International reportage (Al Jazeera, Euronews) frames it as governability under economic strain.
Left/labour outlets (Peoples Dispatch) center the miners and read the reshuffle as austerity's
fallout. Regional desks (Latin Times) surface the internal cabinet rift over how to respond. The
common thread is the resignations and the roadblocks; the divergence is whether Paz is a
beleaguered reformer or the author of the shock that lit the fuse. State-of-emergency framing
sits against protest-legitimacy framing.

## By the numbers

- 3 — cabinet ministers out in roughly ten days (labour, defence, education).
- ~100 — roadblocks reported nationwide, nearly double two weeks earlier.
- 90 days — duration of the declared nationwide state of emergency.
- Dec 2025 — fuel-subsidy-ending decree that preceded the unrest.
- 4 decades — described scale of Bolivia's economic crisis.

## Why it matters

A months-old government already shedding ministers and facing resignation demands signals fragile
governability in a lithium- and gas-significant Andean state.
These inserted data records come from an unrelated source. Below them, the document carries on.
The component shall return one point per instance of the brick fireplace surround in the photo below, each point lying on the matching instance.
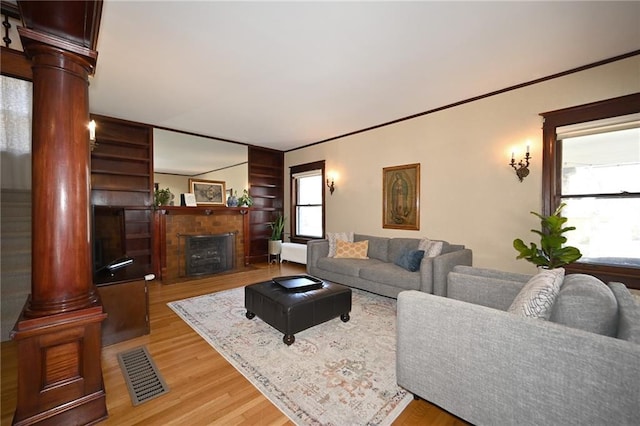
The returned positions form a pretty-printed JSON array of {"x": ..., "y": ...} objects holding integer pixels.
[{"x": 173, "y": 222}]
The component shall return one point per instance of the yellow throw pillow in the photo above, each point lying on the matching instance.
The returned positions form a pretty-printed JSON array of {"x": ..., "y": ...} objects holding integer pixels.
[{"x": 345, "y": 249}]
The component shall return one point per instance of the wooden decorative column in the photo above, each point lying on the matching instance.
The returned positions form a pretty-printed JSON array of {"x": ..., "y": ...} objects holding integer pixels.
[{"x": 59, "y": 331}]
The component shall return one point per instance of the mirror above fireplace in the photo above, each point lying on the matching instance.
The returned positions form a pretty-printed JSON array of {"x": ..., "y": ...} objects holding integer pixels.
[{"x": 178, "y": 156}]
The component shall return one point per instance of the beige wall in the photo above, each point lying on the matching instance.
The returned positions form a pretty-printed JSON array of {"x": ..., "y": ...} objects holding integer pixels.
[{"x": 469, "y": 194}]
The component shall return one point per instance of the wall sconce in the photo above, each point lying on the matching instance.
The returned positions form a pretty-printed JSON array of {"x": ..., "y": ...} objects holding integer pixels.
[
  {"x": 331, "y": 185},
  {"x": 92, "y": 134},
  {"x": 522, "y": 166}
]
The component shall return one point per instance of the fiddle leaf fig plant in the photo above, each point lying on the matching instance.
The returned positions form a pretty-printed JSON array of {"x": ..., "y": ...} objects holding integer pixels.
[{"x": 551, "y": 253}]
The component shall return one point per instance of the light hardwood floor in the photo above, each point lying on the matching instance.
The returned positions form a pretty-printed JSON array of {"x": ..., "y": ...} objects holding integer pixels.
[{"x": 204, "y": 388}]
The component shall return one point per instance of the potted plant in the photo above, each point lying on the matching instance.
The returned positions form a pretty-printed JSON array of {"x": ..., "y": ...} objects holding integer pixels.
[
  {"x": 245, "y": 199},
  {"x": 551, "y": 253},
  {"x": 277, "y": 228},
  {"x": 161, "y": 197}
]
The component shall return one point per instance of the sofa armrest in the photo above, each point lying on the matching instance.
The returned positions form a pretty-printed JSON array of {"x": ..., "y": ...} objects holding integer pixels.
[
  {"x": 491, "y": 273},
  {"x": 315, "y": 250},
  {"x": 492, "y": 367},
  {"x": 482, "y": 290},
  {"x": 443, "y": 264}
]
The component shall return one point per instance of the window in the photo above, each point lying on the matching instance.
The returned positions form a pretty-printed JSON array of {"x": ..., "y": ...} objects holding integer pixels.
[
  {"x": 600, "y": 183},
  {"x": 307, "y": 193},
  {"x": 591, "y": 162}
]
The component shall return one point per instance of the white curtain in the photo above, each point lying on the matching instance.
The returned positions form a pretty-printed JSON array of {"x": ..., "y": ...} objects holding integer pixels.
[{"x": 15, "y": 133}]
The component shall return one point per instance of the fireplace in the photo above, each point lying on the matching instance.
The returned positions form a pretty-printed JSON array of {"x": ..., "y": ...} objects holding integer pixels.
[{"x": 208, "y": 254}]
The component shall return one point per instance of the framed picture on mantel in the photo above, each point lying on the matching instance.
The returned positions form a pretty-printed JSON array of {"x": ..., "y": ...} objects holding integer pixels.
[
  {"x": 208, "y": 192},
  {"x": 401, "y": 197}
]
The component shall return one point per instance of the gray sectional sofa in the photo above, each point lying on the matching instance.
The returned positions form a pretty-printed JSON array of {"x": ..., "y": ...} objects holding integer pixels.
[
  {"x": 466, "y": 354},
  {"x": 379, "y": 274}
]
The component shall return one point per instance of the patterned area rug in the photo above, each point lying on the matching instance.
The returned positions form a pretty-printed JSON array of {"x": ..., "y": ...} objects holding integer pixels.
[{"x": 335, "y": 373}]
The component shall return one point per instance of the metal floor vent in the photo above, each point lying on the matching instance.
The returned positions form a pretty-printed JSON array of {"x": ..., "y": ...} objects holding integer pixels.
[{"x": 141, "y": 374}]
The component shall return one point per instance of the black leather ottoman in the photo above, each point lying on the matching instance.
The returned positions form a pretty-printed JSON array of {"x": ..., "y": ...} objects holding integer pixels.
[{"x": 290, "y": 312}]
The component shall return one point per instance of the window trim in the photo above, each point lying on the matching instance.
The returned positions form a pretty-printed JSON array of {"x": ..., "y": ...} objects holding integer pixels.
[
  {"x": 294, "y": 170},
  {"x": 552, "y": 163}
]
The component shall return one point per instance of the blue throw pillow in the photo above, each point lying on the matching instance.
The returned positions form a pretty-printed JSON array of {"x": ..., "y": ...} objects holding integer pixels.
[{"x": 410, "y": 259}]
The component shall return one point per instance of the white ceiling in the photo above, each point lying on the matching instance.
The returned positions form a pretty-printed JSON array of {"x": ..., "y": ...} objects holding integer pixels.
[{"x": 286, "y": 74}]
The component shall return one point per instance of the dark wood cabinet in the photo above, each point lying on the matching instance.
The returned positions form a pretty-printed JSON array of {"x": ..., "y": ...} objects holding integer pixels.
[{"x": 126, "y": 305}]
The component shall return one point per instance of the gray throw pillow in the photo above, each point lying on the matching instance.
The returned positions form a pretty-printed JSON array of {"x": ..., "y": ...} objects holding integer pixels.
[
  {"x": 586, "y": 303},
  {"x": 537, "y": 297}
]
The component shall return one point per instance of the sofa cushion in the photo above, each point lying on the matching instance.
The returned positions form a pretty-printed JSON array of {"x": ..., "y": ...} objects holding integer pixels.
[
  {"x": 378, "y": 246},
  {"x": 345, "y": 249},
  {"x": 397, "y": 246},
  {"x": 392, "y": 275},
  {"x": 628, "y": 313},
  {"x": 334, "y": 236},
  {"x": 349, "y": 267},
  {"x": 410, "y": 259},
  {"x": 586, "y": 303},
  {"x": 432, "y": 248},
  {"x": 537, "y": 297}
]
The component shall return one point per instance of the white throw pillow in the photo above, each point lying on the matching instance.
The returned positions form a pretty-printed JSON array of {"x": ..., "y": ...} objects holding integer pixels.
[
  {"x": 334, "y": 236},
  {"x": 536, "y": 298},
  {"x": 431, "y": 248}
]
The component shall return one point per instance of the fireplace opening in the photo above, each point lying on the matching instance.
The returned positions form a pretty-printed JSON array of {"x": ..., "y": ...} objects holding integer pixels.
[{"x": 209, "y": 254}]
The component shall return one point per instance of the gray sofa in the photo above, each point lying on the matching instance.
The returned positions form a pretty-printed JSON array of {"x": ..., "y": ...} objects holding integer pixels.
[
  {"x": 467, "y": 355},
  {"x": 379, "y": 274}
]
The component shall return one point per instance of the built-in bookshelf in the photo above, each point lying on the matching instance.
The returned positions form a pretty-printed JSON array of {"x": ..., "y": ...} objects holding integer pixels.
[
  {"x": 122, "y": 176},
  {"x": 266, "y": 183}
]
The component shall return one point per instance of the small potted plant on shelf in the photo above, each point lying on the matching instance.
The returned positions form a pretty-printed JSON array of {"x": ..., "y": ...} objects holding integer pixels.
[
  {"x": 245, "y": 199},
  {"x": 551, "y": 254},
  {"x": 161, "y": 197},
  {"x": 277, "y": 228}
]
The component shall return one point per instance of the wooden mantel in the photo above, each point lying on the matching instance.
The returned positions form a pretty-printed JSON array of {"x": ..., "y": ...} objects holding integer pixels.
[{"x": 169, "y": 221}]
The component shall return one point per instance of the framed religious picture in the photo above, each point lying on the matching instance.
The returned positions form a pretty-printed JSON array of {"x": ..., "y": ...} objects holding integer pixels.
[
  {"x": 401, "y": 197},
  {"x": 208, "y": 192}
]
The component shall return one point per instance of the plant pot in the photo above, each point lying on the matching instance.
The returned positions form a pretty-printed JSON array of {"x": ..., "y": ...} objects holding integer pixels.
[{"x": 275, "y": 246}]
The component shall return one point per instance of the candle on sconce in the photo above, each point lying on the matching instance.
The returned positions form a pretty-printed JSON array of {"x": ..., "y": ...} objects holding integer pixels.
[{"x": 92, "y": 130}]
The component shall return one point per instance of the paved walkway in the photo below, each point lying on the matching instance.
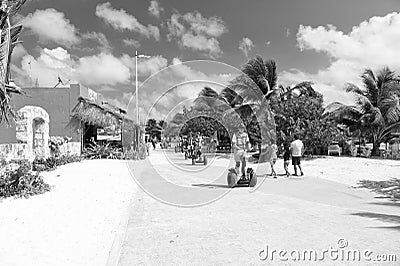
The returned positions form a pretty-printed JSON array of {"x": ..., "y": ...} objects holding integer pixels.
[{"x": 292, "y": 214}]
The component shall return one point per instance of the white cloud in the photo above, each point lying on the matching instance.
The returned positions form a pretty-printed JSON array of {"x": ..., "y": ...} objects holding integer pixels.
[
  {"x": 196, "y": 32},
  {"x": 213, "y": 26},
  {"x": 102, "y": 69},
  {"x": 146, "y": 66},
  {"x": 131, "y": 43},
  {"x": 98, "y": 38},
  {"x": 46, "y": 67},
  {"x": 155, "y": 9},
  {"x": 121, "y": 20},
  {"x": 246, "y": 45},
  {"x": 51, "y": 25},
  {"x": 372, "y": 44}
]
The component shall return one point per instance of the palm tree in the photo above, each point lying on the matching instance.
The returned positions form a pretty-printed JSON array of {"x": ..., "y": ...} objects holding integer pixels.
[
  {"x": 252, "y": 92},
  {"x": 9, "y": 39},
  {"x": 376, "y": 112}
]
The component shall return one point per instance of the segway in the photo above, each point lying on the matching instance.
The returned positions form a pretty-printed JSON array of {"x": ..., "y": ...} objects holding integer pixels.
[
  {"x": 197, "y": 157},
  {"x": 249, "y": 179}
]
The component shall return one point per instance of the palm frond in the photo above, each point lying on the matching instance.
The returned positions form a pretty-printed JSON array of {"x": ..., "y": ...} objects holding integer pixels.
[
  {"x": 352, "y": 88},
  {"x": 272, "y": 75}
]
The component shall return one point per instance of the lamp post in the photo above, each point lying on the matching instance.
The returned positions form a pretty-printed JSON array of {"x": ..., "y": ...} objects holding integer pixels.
[{"x": 137, "y": 94}]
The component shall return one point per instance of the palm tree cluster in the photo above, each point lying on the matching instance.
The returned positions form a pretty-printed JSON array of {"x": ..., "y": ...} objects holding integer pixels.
[
  {"x": 376, "y": 112},
  {"x": 254, "y": 100},
  {"x": 9, "y": 39},
  {"x": 243, "y": 103}
]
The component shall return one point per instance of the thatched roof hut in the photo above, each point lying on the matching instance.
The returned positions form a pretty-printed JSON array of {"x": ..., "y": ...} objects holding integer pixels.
[{"x": 91, "y": 113}]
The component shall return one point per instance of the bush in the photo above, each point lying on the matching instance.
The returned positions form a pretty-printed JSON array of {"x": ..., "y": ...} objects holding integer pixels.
[
  {"x": 98, "y": 151},
  {"x": 18, "y": 180},
  {"x": 51, "y": 163}
]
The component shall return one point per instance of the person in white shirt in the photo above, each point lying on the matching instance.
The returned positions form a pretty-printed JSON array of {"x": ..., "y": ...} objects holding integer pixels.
[
  {"x": 274, "y": 157},
  {"x": 297, "y": 150},
  {"x": 240, "y": 146}
]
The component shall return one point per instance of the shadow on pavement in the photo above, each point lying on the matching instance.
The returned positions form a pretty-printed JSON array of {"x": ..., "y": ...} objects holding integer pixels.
[
  {"x": 211, "y": 185},
  {"x": 388, "y": 188},
  {"x": 217, "y": 185},
  {"x": 382, "y": 217},
  {"x": 392, "y": 203}
]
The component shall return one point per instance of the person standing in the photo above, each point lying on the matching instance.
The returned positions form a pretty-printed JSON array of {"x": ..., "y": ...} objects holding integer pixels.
[
  {"x": 286, "y": 159},
  {"x": 274, "y": 157},
  {"x": 297, "y": 150},
  {"x": 240, "y": 146}
]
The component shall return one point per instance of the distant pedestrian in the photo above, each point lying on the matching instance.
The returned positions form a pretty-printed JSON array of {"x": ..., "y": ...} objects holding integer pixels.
[
  {"x": 297, "y": 150},
  {"x": 274, "y": 157},
  {"x": 286, "y": 159}
]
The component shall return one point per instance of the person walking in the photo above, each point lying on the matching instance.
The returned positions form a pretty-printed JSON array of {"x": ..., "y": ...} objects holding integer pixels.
[
  {"x": 240, "y": 146},
  {"x": 286, "y": 159},
  {"x": 297, "y": 150},
  {"x": 274, "y": 157}
]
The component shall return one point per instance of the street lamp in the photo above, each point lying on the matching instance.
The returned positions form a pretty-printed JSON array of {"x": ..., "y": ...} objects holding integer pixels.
[{"x": 137, "y": 95}]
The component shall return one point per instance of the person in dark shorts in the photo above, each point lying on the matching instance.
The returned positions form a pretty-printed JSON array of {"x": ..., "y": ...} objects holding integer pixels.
[
  {"x": 286, "y": 159},
  {"x": 297, "y": 150}
]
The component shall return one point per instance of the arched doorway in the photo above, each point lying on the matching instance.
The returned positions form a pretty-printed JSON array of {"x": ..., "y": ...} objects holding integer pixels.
[
  {"x": 32, "y": 127},
  {"x": 38, "y": 130}
]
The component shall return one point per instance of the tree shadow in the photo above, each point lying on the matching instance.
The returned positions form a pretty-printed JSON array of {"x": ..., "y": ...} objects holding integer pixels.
[
  {"x": 389, "y": 203},
  {"x": 382, "y": 217},
  {"x": 217, "y": 185},
  {"x": 388, "y": 188}
]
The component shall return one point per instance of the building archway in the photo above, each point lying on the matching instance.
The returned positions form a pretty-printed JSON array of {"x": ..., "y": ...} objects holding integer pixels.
[{"x": 33, "y": 128}]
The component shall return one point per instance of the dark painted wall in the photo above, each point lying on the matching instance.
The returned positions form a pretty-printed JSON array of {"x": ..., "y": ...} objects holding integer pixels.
[{"x": 58, "y": 102}]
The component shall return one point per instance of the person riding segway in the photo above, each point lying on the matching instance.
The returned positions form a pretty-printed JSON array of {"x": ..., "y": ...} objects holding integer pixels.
[{"x": 240, "y": 147}]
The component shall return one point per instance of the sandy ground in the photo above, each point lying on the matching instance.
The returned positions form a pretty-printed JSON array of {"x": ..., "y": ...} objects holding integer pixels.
[
  {"x": 350, "y": 170},
  {"x": 73, "y": 224},
  {"x": 312, "y": 212},
  {"x": 77, "y": 222}
]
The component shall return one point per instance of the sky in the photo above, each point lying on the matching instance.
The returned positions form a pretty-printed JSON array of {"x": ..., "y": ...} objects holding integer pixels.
[{"x": 93, "y": 43}]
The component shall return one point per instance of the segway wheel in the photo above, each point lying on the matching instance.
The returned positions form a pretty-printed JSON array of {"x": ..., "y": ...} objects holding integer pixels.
[
  {"x": 253, "y": 179},
  {"x": 232, "y": 179}
]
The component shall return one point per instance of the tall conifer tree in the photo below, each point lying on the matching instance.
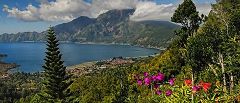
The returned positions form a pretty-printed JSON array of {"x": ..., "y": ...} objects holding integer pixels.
[{"x": 56, "y": 80}]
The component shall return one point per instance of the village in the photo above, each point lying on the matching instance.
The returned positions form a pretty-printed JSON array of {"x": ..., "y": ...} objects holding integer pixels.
[{"x": 96, "y": 66}]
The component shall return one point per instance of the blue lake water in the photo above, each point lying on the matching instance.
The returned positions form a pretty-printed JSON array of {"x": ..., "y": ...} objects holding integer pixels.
[{"x": 30, "y": 55}]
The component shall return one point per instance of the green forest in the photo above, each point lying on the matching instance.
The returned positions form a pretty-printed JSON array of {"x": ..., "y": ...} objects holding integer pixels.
[{"x": 200, "y": 65}]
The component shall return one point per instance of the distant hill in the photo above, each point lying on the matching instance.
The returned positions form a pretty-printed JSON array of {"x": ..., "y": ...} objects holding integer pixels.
[{"x": 113, "y": 26}]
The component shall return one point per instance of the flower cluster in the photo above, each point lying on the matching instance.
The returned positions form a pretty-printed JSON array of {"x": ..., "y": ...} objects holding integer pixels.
[
  {"x": 154, "y": 81},
  {"x": 201, "y": 85}
]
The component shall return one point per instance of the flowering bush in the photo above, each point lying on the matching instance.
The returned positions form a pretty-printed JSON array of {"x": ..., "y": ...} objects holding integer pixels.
[
  {"x": 154, "y": 82},
  {"x": 158, "y": 88}
]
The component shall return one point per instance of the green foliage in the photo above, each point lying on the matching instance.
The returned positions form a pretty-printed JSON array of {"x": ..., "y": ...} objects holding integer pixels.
[
  {"x": 19, "y": 86},
  {"x": 108, "y": 85},
  {"x": 56, "y": 80}
]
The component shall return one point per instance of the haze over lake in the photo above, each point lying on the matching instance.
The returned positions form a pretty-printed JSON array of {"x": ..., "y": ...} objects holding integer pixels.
[{"x": 30, "y": 55}]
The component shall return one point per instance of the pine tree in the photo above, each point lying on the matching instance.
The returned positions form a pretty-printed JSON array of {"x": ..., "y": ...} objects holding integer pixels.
[{"x": 56, "y": 80}]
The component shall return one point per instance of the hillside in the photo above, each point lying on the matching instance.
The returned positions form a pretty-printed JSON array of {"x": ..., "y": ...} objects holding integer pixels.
[{"x": 113, "y": 26}]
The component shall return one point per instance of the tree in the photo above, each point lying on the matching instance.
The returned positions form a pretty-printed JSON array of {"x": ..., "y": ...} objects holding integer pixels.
[
  {"x": 56, "y": 80},
  {"x": 187, "y": 15}
]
Prolonged blockades and dollar
scarcity threaten supply chains, regional stability and any path out of the fiscal crisis.

## What to watch

- Whether further ministers resign or Paz himself faces a removal push.
- Negotiations with miners' and transport unions to lift the roadblocks.
- The state of emergency: enforcement, extension, or escalation to repression.
- Fuel and dollar measures — any reversal or IMF-style backstop.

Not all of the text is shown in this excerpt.